Zehra teyze, güngörmüş, oldukça tecrübeli ve okumuş yazmış, âlime bir hanımefendiydi...
Zehra teyze dikkatle dinledi ve bana “Mutlaka yorumlamışsındır. İlk aklına gelenleri mertçe, samimice anlatabilir misin?” diye bir karşı suâl yöneltti. Gayr-i ihtiyari “Beni yıpratmak hatta delirtmek için planlanmış şeytanca birer mizansen…” dedim, kalbimden geçenleri hiç tereddüt etmeden saydım döktüm bir çırpıda. “Ne olacaksa olsun…” düşüncesindeydim.
Zehra teyze, güngörmüş, oldukça tecrübeli ve okumuş yazmış, âlime bir hanımefendi olduğunu baştan göstermiş, çok iyi intiba bırakmıştı bende. Duruşu ve meseleleri ele alışıyla yanılmamış olduğumu anladım. Sorduğu suâline verdiğim patavatsız cevaba önce tebessüm etti sonra da:
- A güzel komşum! Bütün bu dediklerinin, yaptığın tespitlerin elbette doğru olma ihtimali var. Hataya düştüğümüz ve ayağımızın kaydığı nokta da burası. Bir hareketten onlarca mânâ çıkabilir. Biz ise nefsimizin istediği kararın doğru olabileceğine hükmedip bütün dünyamızı onun üzerine inşa etmeye kalkıyoruz, böylece hem zaman ve enerji kaybına uğruyoruz hem de maddi ve mânevî yıkımlara sebep olabiliyoruz.
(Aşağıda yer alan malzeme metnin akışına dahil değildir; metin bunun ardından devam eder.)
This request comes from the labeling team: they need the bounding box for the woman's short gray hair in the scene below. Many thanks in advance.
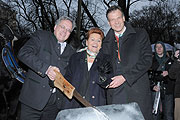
[55,16,75,30]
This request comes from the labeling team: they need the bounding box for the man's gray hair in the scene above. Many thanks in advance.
[55,16,75,30]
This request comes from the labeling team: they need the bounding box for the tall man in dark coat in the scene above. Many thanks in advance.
[18,16,74,120]
[103,6,152,120]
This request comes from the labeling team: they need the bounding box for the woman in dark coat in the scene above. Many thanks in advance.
[151,41,174,120]
[64,28,112,108]
[169,49,180,120]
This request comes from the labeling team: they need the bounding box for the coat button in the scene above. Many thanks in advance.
[38,71,42,75]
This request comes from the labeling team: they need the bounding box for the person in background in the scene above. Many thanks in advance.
[102,6,152,120]
[151,41,174,120]
[18,16,75,120]
[64,27,112,109]
[169,27,180,120]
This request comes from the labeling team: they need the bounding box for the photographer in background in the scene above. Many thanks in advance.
[151,41,174,120]
[169,27,180,120]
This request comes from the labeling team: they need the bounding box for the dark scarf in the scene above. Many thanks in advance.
[154,41,167,71]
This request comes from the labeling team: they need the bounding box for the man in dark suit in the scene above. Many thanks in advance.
[103,6,152,120]
[18,16,75,120]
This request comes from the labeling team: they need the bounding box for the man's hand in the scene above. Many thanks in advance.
[46,66,60,81]
[109,75,126,88]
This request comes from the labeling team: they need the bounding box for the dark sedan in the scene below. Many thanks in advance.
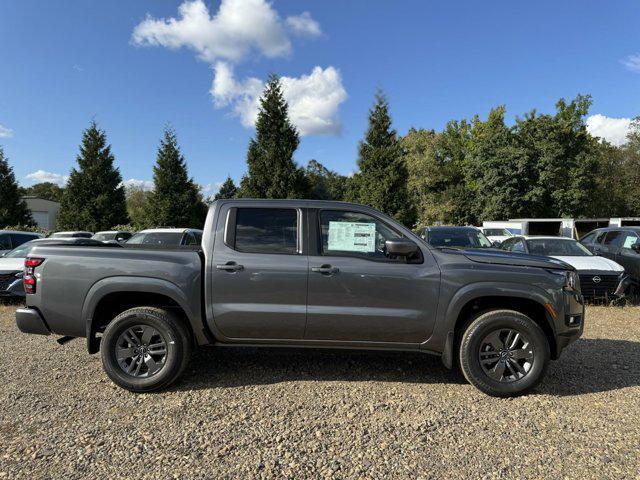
[580,227,640,289]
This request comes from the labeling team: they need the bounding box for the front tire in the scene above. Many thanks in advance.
[460,310,550,397]
[100,307,191,392]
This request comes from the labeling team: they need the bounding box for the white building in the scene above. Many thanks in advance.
[22,195,60,230]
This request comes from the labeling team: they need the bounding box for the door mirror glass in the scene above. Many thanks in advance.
[385,238,418,257]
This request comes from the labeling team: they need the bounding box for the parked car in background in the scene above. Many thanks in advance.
[0,230,43,257]
[127,228,202,247]
[580,226,640,289]
[0,238,117,297]
[502,235,629,300]
[91,230,133,243]
[48,231,93,238]
[16,199,584,397]
[420,226,493,248]
[479,227,513,246]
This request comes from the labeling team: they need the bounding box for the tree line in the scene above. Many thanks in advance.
[0,76,640,231]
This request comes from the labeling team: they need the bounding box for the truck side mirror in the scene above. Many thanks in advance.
[384,238,418,257]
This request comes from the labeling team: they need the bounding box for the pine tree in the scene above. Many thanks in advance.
[347,93,415,226]
[240,75,309,198]
[213,176,238,200]
[0,147,34,228]
[148,128,207,228]
[58,122,129,232]
[305,160,347,200]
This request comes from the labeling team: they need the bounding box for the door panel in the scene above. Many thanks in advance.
[305,256,440,343]
[210,208,309,340]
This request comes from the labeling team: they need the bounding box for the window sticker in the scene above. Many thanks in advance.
[622,235,638,248]
[328,222,376,252]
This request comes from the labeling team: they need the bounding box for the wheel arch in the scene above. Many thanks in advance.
[442,283,557,368]
[82,277,206,353]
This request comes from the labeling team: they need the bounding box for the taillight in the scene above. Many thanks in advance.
[22,275,36,293]
[24,257,44,268]
[22,257,44,293]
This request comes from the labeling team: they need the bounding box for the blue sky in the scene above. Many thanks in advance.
[0,0,640,195]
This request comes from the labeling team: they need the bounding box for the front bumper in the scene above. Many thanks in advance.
[613,275,633,297]
[16,308,51,335]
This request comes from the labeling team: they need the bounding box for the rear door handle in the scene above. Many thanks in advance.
[311,265,340,275]
[216,262,244,272]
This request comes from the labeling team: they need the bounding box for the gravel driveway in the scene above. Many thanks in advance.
[0,306,640,480]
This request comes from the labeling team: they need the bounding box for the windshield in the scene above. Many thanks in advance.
[429,228,492,248]
[4,242,36,258]
[527,238,592,257]
[91,232,116,242]
[484,228,513,237]
[127,232,182,247]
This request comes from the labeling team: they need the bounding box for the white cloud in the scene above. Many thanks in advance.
[0,125,13,138]
[200,182,222,200]
[209,62,264,127]
[131,0,347,135]
[620,53,640,73]
[25,170,69,187]
[587,113,631,146]
[285,12,322,37]
[210,62,347,135]
[131,0,291,63]
[122,178,153,191]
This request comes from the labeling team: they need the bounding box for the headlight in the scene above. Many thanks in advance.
[565,271,580,292]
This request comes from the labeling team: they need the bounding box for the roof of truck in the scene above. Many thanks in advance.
[138,228,202,233]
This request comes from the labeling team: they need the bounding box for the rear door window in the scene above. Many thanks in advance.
[0,233,12,250]
[184,232,198,245]
[511,240,525,252]
[232,208,298,255]
[580,232,596,245]
[604,231,625,247]
[621,232,640,249]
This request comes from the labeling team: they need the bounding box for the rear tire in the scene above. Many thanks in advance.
[100,307,191,392]
[459,310,550,397]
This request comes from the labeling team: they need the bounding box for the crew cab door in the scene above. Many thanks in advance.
[209,202,308,340]
[305,209,440,344]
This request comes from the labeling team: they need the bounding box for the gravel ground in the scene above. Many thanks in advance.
[0,306,640,480]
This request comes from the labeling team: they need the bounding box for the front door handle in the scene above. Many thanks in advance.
[216,262,244,272]
[311,265,340,275]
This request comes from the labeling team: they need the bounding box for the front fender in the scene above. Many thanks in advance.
[82,276,202,353]
[445,282,555,330]
[430,282,558,368]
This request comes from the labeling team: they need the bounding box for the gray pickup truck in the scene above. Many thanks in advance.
[16,200,584,396]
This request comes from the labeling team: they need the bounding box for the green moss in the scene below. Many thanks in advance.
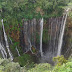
[14,54,34,68]
[28,63,52,72]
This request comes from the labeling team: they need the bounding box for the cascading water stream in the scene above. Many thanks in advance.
[16,47,20,56]
[0,43,7,58]
[2,19,13,60]
[40,18,43,57]
[57,13,67,56]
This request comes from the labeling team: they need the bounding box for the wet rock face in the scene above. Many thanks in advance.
[62,17,72,58]
[20,17,63,55]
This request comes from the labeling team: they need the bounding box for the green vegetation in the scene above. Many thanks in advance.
[0,58,72,72]
[53,55,67,66]
[14,54,34,68]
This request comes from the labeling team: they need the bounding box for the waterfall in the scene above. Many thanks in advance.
[40,18,43,56]
[57,14,67,56]
[16,47,20,56]
[2,19,13,60]
[0,43,7,58]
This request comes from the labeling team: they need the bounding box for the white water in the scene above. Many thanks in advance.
[57,13,67,56]
[40,18,43,56]
[2,19,13,60]
[0,43,7,58]
[16,47,20,56]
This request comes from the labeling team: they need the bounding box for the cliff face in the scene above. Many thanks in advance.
[62,17,72,57]
[0,16,72,56]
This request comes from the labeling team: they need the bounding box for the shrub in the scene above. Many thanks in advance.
[53,55,67,66]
Büyüklerimiz derdi ki: Bir Müslümanın bir sözünden yüz mânâ çıksa, doksan dokuzu küfrüne delalet etse, biri de îmânlı olduğunu gösterse siz o bir hükme bakın, mümin olarak görün o muhatabınızı…
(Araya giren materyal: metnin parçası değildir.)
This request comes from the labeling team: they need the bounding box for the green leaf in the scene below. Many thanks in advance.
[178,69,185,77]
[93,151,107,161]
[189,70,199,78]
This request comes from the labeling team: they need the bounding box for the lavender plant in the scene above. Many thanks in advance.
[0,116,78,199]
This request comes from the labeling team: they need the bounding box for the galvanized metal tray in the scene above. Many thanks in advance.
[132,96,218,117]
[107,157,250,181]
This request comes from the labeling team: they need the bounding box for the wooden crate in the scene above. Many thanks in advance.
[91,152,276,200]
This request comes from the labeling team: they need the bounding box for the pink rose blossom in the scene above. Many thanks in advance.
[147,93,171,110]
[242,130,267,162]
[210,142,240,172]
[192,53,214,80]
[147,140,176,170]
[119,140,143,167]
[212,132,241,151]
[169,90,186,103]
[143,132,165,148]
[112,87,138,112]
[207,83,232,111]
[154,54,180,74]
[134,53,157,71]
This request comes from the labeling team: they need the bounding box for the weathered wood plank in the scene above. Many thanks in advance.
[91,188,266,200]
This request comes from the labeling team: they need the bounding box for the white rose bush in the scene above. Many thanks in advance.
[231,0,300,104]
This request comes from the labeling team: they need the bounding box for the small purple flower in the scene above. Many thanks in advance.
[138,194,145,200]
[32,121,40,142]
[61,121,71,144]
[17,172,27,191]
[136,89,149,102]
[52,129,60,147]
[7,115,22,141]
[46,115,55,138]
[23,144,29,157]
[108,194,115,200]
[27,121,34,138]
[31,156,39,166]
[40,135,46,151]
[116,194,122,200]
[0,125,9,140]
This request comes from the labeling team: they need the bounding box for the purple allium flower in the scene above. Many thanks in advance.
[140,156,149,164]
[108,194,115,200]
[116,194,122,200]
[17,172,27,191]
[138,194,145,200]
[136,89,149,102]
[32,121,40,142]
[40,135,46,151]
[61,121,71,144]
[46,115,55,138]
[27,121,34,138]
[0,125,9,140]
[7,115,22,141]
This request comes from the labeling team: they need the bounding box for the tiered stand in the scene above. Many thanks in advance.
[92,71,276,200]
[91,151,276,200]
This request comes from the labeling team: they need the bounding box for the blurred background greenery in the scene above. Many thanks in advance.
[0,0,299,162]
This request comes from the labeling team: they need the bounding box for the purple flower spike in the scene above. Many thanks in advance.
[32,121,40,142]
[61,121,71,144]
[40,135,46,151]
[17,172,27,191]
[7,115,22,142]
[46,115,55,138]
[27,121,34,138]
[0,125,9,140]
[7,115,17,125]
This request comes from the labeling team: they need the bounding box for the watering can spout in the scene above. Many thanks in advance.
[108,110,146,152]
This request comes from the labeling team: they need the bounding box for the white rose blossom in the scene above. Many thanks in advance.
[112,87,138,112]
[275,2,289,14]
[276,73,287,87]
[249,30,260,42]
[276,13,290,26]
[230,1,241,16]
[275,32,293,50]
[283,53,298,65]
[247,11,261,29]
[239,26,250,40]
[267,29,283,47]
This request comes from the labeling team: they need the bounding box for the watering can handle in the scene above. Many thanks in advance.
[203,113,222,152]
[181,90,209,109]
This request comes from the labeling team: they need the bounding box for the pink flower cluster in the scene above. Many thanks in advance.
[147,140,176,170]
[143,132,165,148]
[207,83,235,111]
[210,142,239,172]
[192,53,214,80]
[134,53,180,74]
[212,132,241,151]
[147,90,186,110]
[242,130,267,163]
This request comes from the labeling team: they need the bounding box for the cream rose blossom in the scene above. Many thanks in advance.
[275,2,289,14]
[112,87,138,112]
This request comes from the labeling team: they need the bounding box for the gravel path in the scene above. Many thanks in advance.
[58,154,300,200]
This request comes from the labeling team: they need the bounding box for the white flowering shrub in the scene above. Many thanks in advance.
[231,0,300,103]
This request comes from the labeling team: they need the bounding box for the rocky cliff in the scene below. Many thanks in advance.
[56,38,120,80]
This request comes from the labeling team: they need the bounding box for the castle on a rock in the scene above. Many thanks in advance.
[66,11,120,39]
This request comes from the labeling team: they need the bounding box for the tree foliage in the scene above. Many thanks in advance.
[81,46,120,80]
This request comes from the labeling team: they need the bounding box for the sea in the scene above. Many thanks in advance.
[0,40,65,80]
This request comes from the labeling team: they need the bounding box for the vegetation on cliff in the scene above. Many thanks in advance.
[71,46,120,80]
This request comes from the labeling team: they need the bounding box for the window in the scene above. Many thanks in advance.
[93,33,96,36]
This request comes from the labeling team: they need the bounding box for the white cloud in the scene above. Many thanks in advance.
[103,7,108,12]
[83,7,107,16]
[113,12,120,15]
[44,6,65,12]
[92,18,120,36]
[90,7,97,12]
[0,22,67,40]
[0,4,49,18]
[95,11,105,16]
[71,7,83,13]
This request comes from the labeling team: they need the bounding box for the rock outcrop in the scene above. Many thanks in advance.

- Çevrenin de tesiri oluyor Zehra Abla. Bak ben de bazen teyze, bazen abla diye hitap ediyorum size.
- İnsanlık icabı. Ödeştik o zaman.
- Evet, biri başka söylüyor, diğeri daha başka tarafa çekiyor. Lastik gibi uzattıkça uzatıyorlar. O, bu derken patinaj yapıp kalıyorsun olduğun yerde.
- İşte tecrübe, istişare etme ve büyüklere danışmadaki sır da burada saklı. Sıkıştığın yerden çıkarıp sana geniş ufuklar çizebiliyorlar. O vakit kararlar daha isabetli oluyor. Nefsine tâbi oldun mu iflah olamıyorsun, buna bir de kötü arkadaşlar ilave olduysa yandın gittin hepten!
- Bizde hepsi var.
- Sizde doğruyu arama, Hakk'ı, hakikati kabul etme kapasitesi de var güzel komşum.
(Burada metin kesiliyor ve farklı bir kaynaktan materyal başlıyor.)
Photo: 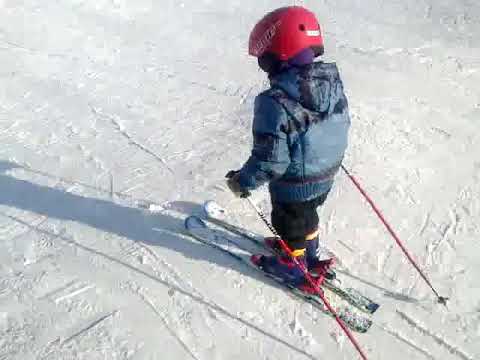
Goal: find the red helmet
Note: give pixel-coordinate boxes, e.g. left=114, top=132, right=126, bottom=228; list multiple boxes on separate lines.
left=248, top=6, right=323, bottom=61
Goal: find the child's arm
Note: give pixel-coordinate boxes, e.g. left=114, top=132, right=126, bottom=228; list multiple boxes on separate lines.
left=237, top=94, right=290, bottom=191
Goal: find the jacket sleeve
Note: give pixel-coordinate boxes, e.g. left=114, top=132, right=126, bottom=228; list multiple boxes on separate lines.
left=238, top=94, right=290, bottom=190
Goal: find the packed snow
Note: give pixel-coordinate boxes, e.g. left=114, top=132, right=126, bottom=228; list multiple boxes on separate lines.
left=0, top=0, right=480, bottom=360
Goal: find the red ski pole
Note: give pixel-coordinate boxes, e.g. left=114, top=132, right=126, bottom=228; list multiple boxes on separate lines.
left=342, top=165, right=448, bottom=306
left=246, top=197, right=368, bottom=360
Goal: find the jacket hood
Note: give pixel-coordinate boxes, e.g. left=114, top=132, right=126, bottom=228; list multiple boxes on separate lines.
left=270, top=62, right=341, bottom=112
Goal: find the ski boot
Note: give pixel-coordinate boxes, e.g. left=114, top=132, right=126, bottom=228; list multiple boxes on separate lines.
left=306, top=230, right=336, bottom=280
left=250, top=249, right=320, bottom=294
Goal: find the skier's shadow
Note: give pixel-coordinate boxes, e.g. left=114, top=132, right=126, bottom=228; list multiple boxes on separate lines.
left=0, top=161, right=257, bottom=278
left=0, top=160, right=314, bottom=359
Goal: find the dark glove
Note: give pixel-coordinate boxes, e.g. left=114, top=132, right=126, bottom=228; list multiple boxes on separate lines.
left=225, top=170, right=250, bottom=198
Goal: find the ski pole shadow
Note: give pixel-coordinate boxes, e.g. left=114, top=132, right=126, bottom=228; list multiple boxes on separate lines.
left=1, top=214, right=316, bottom=360
left=0, top=160, right=314, bottom=359
left=335, top=269, right=420, bottom=304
- Rabbim hüsnü teveccühlerinize layık eylesin. Peki, Tanju’nun yaptıklarına ne demeli, nedir bu olanlar?
- Bence demek şeytandan ve nefisten ileri gelebilir güzel komşum. Onun için “bence” demeden sözüme başlamak istiyorum. Sizin yerinizde olsaydım hayra yorardım her karşılaştığım şeyi ve bu sana gönderilenleri de...
- Nasıl yani? Adam bizimle oynayıp dursun, ben de “Ay! Ne güzel dalga geçiyorsun Tanju Bey, teşekkür ederim…” mi diyeydim?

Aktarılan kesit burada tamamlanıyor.